Il laissa le nauglir se reposer bien au-delà de la mi-journée tandis qu’il mettait son plan au point et rassemblait des morceaux de viande pour le voyage à venir. Il avait entendu dire que la prophétesse de l’Arche Noire de Naggor possédait une puissante relique montrant à son possesseur le lieu qu’il souhaitait trouver, y compris dans un autre royaume d’existence. Il aurait besoin d’un tel outil s’il voulait savoir où Tz’arkan était parti.
Il irait récupérer son âme. Malus n’avait aucune idée de la manière dont il fallait procéder, mais il y parviendrait sauf s’il devait mourir dans sa tentative. Où qu’ait fui le démon, même s’il voguait parmi les tempêtes du Chaos, Malus allait le retrouver et recouvrer ce qui lui appartenait. Naggaroth et Hag Graef pouvaient attendre. À quoi servait la vengeance, après tout, si on n’avait pas les moyens de la savourer ?
En milieu d’après-midi, Spite était en état de voyager. Malus vérifia ses sacs en lambeaux et ses rations fraîches, puis se hissa lourdement sur la selle. Il guida le nauglir vers le portail carré, dépassant des dizaines de cadavres recouverts de neige, et tira sur les rênes en arrivant sur la longue route qui s’évanouissait à l’horizon.
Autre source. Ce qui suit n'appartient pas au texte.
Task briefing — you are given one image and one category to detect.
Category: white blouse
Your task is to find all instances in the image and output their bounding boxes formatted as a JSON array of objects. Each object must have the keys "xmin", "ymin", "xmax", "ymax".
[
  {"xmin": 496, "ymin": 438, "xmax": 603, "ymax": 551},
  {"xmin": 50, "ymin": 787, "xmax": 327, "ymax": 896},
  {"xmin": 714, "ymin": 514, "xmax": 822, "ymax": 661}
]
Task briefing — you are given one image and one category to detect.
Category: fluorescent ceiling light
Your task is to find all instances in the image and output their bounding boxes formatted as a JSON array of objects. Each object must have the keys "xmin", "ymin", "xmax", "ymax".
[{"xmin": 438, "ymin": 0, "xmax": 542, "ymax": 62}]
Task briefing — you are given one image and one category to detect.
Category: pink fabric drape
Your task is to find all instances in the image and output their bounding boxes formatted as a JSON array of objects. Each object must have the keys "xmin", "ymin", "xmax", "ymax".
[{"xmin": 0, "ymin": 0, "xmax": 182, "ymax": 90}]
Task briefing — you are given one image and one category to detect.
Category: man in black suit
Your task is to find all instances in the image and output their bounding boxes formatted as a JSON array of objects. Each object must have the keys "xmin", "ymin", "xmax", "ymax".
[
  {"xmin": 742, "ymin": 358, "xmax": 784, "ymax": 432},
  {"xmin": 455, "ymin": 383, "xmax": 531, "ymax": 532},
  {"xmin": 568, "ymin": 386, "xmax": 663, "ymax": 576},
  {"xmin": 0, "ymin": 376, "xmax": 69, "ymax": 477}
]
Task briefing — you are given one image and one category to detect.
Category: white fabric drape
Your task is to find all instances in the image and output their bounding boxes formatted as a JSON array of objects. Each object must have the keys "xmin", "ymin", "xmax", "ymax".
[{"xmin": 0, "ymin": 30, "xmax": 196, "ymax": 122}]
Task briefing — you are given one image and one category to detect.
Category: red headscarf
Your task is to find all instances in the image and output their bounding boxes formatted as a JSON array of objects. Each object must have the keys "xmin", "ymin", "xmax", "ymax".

— Tu es bien quelque part, démon, murmura Malus au vent glacial. Et si tu m’entends, tu ferais bien de te préparer. Le Seigneur de la Ruine est à tes trousses.
Malus Darkblade posa sa paume gantée sur l’encolure écailleuse de Spite.
— Allez, bête des entrailles de la terre. En route pour l’Arche Noire, pour les royaumes démoniaques, pour les Abysses mêmes, si telle doit être notre destination. Notre périple est fini. C’est la traque qui commence.